Case 1: Wrap red string in the clockwise direction and blue string in the anti-clockwise direction.
Case 2: Wrap both red and blue strings in the clockwise direction.
Now, we make X full rotations with red string and Y full rotation with blue string, where X and Y are co-prime numbers. After that, they will end up at the same point Q on the upper circumference of the cylinder, which will be directly above the initially chosen point P.
Our goal is to find the number of points where these two strings intersect excluding the first and last point for each case.
For e.g., if x is 3 and y is 5 then both the strings intersect at 7 points in Case 1 and they intersect at 1 point in Case 2.
See attached image for reference.
 A: You could think of the strings on the cylinder as a kind of graph of what happens when runners run around a circular track. Each vertical line on the cylinder's surface corresponds to a location on the track, and the distance from the bottom of the cylinder represents time elapsed since the runners started running.
The path of a string then represents the position of a runner at each time from the start to the end of the time period.
Then the problem turns out to be equivalent to asking how many times the runners meet as they go around the track.
This is a relatively well-studied kind of question.

For a somewhat more direct approach, let's suppose each string is replace by a line painted on the surface of the cylinder.
I suggest a painted line because I want to deform the cylinder and have the line "stick with" the surface of the cylinder rather than be concerned about a string hanging loose or breaking as its ends get closer or farther from each other.
Now let's suppose the cylinder is made of rubber or some other material that we can deform in a uniform way.
And for reference, let's paint a black line straight up the side of the cylinder, parallel to the axis, from a point at the bottom to a point at the top.
After painting the red line and the blue line, we twist the top of the cylinder while holding the bottom fixed, and the material of the cylinder between the bottom and the top twists gradually from bottom to top so that the black line is stretched into a helical shape around the twisted cylinder.
Let's suppose we twist in a direction opposite the way the red line is wrapped around the cylinder, and we keep twisting until the red line is straight.
So we twist the top through $X$ full rotations in a direction opposite to the original direction of the red line.

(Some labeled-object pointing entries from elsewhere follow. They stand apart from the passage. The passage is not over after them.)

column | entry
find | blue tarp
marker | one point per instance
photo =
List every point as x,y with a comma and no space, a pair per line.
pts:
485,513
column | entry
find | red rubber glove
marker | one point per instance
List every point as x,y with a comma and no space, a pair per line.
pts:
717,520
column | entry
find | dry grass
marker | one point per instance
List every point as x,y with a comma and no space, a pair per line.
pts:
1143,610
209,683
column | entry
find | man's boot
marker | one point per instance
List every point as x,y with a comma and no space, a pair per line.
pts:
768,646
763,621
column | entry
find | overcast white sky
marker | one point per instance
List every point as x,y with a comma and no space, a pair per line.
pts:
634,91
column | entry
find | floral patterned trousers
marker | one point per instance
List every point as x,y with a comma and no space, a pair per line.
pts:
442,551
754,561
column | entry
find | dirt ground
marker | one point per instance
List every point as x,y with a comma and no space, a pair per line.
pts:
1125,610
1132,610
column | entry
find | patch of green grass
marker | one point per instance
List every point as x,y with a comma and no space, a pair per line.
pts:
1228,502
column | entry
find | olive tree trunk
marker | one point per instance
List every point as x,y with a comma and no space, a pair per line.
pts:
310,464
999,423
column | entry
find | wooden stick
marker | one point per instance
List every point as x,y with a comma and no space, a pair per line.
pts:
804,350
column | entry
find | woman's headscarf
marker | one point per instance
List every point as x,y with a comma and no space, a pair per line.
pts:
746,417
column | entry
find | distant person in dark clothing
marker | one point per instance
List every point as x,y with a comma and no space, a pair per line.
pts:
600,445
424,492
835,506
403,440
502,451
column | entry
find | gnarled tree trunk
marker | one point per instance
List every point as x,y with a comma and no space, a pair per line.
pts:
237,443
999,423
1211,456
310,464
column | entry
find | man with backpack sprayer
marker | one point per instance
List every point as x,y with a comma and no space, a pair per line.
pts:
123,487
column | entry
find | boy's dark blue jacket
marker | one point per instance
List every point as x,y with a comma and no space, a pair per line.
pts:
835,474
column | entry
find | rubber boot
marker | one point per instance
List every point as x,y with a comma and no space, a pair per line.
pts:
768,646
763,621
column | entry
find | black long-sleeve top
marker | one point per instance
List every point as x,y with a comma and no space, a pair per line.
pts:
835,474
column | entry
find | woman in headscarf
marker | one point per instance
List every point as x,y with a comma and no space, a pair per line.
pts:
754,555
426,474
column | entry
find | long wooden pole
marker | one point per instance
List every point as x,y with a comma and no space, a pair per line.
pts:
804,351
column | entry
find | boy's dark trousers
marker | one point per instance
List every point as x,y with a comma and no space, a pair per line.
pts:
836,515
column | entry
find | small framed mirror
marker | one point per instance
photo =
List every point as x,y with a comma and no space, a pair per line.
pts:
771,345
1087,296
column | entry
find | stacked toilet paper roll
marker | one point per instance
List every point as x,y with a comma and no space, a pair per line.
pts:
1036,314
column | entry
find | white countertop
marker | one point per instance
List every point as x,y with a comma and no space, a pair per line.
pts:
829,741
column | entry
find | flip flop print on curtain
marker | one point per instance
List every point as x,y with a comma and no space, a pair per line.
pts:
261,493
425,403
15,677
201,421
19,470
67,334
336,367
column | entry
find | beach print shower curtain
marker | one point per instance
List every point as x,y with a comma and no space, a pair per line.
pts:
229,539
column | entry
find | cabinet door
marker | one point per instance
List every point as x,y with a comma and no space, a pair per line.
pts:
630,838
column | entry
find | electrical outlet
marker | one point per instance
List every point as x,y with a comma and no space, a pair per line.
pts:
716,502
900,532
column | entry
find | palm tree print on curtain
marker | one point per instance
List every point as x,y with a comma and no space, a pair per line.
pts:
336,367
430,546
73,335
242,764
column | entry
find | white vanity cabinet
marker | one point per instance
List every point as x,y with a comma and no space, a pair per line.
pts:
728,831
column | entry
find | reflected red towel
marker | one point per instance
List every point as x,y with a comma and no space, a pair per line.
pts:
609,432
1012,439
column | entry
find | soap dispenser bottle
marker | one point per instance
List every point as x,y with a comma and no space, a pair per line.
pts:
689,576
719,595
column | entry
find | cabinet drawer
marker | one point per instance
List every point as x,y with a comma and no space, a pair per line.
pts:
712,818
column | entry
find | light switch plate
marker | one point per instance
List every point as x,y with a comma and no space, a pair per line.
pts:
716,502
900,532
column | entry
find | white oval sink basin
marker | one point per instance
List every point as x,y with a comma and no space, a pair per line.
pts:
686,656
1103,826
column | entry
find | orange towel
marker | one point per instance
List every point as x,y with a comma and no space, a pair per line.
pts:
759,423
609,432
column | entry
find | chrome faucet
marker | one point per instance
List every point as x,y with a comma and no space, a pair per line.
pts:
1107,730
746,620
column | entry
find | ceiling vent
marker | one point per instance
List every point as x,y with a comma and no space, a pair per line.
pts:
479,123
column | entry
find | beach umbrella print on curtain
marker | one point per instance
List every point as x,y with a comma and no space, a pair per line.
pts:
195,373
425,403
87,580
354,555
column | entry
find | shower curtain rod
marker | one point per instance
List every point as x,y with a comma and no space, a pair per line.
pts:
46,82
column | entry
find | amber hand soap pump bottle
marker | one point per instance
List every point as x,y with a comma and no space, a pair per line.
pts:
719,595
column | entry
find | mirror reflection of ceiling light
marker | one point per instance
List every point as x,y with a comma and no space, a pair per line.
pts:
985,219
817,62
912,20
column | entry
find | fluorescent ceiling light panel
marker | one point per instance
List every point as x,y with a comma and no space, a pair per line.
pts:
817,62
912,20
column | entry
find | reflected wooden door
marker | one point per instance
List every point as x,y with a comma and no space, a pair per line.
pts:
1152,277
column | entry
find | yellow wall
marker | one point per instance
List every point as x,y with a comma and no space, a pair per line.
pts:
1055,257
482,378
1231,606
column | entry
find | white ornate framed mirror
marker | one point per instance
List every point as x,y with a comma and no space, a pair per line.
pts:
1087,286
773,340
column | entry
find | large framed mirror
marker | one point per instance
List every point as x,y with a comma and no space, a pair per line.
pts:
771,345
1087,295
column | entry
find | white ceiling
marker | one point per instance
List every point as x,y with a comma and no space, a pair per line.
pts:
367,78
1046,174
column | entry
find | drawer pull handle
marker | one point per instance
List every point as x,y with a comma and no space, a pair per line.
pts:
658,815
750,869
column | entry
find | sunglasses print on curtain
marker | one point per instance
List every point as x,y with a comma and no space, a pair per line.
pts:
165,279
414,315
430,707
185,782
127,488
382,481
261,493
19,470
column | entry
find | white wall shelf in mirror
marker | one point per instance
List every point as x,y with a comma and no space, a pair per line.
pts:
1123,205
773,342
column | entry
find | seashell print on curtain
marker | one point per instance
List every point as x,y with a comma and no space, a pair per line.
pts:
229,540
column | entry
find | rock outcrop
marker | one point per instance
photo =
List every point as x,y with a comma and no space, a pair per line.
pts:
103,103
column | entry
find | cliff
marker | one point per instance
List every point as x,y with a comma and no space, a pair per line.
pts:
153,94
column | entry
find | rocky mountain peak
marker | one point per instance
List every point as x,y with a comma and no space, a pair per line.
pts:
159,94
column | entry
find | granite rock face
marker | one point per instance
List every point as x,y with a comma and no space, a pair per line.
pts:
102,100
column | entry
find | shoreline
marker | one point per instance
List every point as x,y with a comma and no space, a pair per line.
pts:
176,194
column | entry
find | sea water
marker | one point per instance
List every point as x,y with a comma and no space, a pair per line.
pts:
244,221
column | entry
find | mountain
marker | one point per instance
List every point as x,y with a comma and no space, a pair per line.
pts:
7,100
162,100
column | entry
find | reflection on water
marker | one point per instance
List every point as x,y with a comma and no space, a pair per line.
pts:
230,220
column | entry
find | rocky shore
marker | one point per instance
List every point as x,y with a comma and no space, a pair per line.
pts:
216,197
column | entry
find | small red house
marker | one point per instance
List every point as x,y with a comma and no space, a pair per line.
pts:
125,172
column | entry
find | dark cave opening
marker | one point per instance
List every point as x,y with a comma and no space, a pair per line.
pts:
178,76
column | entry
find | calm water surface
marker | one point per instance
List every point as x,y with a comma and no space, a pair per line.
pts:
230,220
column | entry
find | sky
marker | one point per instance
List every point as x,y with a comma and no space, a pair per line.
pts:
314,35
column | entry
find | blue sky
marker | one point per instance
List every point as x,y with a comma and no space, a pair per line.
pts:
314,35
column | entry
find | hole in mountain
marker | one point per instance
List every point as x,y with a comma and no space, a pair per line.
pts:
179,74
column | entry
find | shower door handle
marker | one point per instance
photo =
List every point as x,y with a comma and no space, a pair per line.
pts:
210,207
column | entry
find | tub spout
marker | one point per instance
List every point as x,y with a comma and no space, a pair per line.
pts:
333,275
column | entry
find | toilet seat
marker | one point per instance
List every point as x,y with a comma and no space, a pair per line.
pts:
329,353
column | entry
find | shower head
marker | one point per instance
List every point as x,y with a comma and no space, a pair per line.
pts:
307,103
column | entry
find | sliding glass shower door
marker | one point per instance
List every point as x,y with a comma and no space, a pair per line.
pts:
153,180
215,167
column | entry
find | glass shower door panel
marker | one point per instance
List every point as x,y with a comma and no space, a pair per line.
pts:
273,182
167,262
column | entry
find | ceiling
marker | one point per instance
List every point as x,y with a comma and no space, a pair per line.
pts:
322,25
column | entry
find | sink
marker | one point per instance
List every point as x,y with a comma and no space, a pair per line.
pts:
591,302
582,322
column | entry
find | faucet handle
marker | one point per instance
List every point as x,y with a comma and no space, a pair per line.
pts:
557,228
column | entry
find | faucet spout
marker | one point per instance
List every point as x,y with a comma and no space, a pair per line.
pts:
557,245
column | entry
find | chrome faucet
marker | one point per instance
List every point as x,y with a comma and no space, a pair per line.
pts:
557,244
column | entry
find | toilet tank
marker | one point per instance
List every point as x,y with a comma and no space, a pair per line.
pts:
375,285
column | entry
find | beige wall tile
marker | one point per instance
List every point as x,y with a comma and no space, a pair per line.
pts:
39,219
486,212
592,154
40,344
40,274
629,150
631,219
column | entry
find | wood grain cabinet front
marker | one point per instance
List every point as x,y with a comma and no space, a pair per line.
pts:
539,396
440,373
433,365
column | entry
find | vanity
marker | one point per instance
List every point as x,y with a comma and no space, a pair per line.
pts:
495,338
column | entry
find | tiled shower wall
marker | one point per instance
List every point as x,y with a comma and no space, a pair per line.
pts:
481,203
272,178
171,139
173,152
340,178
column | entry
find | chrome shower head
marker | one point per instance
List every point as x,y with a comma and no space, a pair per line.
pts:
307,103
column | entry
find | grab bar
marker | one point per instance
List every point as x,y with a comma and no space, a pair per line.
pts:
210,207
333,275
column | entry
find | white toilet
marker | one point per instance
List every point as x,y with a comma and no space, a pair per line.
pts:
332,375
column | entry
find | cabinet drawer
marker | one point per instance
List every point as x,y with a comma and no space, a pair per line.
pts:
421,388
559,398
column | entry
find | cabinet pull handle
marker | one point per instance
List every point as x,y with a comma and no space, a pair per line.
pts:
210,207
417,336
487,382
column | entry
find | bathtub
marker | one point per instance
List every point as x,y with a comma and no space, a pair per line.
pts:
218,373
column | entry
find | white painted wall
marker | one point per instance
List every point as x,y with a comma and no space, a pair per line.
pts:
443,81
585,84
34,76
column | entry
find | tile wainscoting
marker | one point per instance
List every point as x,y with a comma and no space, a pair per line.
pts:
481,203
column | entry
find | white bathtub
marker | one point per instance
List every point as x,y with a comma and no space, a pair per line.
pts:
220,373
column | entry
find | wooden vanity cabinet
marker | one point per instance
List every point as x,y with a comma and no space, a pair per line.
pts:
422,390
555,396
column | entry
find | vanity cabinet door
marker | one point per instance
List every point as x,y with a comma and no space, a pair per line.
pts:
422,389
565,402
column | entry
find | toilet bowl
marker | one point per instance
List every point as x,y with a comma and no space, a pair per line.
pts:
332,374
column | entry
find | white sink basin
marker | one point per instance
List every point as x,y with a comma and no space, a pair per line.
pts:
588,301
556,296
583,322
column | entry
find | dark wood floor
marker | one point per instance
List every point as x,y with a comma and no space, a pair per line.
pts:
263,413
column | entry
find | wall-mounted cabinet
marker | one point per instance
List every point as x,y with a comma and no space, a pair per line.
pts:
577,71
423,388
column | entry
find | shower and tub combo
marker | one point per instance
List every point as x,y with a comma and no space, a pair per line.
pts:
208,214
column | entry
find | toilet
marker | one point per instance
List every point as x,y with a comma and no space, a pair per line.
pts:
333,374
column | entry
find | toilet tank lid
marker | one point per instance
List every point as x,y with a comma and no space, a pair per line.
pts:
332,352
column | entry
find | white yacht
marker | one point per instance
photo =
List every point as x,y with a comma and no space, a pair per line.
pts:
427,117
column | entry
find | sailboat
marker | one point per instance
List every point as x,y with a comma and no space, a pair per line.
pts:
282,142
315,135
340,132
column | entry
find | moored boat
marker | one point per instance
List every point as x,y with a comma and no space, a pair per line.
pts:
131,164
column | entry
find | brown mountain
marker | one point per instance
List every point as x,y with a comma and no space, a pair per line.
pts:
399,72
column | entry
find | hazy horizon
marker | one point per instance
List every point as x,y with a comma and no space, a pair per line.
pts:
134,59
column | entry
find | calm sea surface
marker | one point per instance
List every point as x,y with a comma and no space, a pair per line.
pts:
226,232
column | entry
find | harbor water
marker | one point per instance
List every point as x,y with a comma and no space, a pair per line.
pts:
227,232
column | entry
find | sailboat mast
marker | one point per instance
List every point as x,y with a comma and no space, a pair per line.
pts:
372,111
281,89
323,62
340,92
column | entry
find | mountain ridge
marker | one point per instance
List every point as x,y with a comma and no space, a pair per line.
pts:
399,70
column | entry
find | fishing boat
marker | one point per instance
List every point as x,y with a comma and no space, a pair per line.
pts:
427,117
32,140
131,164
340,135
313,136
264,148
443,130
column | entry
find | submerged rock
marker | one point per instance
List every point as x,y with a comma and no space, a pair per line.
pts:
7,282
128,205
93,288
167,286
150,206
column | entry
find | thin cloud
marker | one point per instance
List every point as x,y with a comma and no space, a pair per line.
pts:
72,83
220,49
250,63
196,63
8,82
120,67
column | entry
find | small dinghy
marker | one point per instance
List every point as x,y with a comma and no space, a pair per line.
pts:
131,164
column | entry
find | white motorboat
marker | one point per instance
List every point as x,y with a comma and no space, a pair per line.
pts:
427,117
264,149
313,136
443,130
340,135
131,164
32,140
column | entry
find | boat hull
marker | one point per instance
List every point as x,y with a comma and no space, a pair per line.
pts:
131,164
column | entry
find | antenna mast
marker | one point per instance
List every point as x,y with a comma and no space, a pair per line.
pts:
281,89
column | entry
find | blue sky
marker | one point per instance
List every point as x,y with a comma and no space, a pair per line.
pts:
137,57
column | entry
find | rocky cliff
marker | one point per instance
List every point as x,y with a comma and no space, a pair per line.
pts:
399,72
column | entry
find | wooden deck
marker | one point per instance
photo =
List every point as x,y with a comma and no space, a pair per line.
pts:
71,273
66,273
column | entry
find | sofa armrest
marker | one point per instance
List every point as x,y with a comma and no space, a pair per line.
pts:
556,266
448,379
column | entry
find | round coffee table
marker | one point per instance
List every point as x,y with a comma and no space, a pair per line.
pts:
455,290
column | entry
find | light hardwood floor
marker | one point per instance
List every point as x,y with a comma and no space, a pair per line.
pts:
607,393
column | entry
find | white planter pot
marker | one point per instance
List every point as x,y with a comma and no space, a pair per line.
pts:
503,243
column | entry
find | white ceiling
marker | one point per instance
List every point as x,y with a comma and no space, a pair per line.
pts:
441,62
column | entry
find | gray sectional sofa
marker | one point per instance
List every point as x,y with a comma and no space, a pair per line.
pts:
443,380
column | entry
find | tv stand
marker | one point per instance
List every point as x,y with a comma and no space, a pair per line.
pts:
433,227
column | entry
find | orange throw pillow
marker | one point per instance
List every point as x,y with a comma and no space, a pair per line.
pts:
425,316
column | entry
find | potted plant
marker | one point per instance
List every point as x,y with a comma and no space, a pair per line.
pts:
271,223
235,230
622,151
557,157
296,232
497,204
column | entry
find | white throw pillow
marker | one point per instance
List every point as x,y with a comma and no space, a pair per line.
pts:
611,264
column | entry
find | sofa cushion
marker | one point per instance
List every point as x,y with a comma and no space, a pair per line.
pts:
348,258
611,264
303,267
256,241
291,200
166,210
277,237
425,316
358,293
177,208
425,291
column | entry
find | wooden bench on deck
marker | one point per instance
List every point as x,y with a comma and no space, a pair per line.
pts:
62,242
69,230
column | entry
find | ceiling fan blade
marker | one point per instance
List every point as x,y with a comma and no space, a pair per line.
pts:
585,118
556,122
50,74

If the blue line was originally going around the cylinder in the same direction as the red line, this process removes $X$ full rotations from the path of the blue line,
which now makes $\lvert Y-X \rvert$ full rotations.
(We use the absolute value because in the end it will not matter which way the rotation goes.)
If the blue line was originally going around the cylinder in the opposite direction,
this process adds $X$ full rotations, so the blue line now makes $Y+X$ full rotations.
In the case where $X=Y$ and the lines are wrapped around the cylinder in the same direction, the two lines are the same as each other (and were the same as each other before twisting the cylinder) and there are infinitely many intersections.
In any other case, the red line is now straight up, the blue line is a helix wrapping around the cylinder one or more times, and each rotation of the blue line represents one intersection. In addition to the starting point (where the two lines meet), there is one more intersection for each rotation, including the intersection at the end point.
So if we count all intersections of the two lines (including at the top and bottom of the cylinder) we have either $\lvert Y-X \rvert + 1$ or $Y+X+1$ intersections,
depending on whether the lines originally went in the same direction or opposite.
If we exclude the intersections at the top and bottom,
we have $\lvert Y-X \rvert - 1$ or $Y+X-1$ intersections.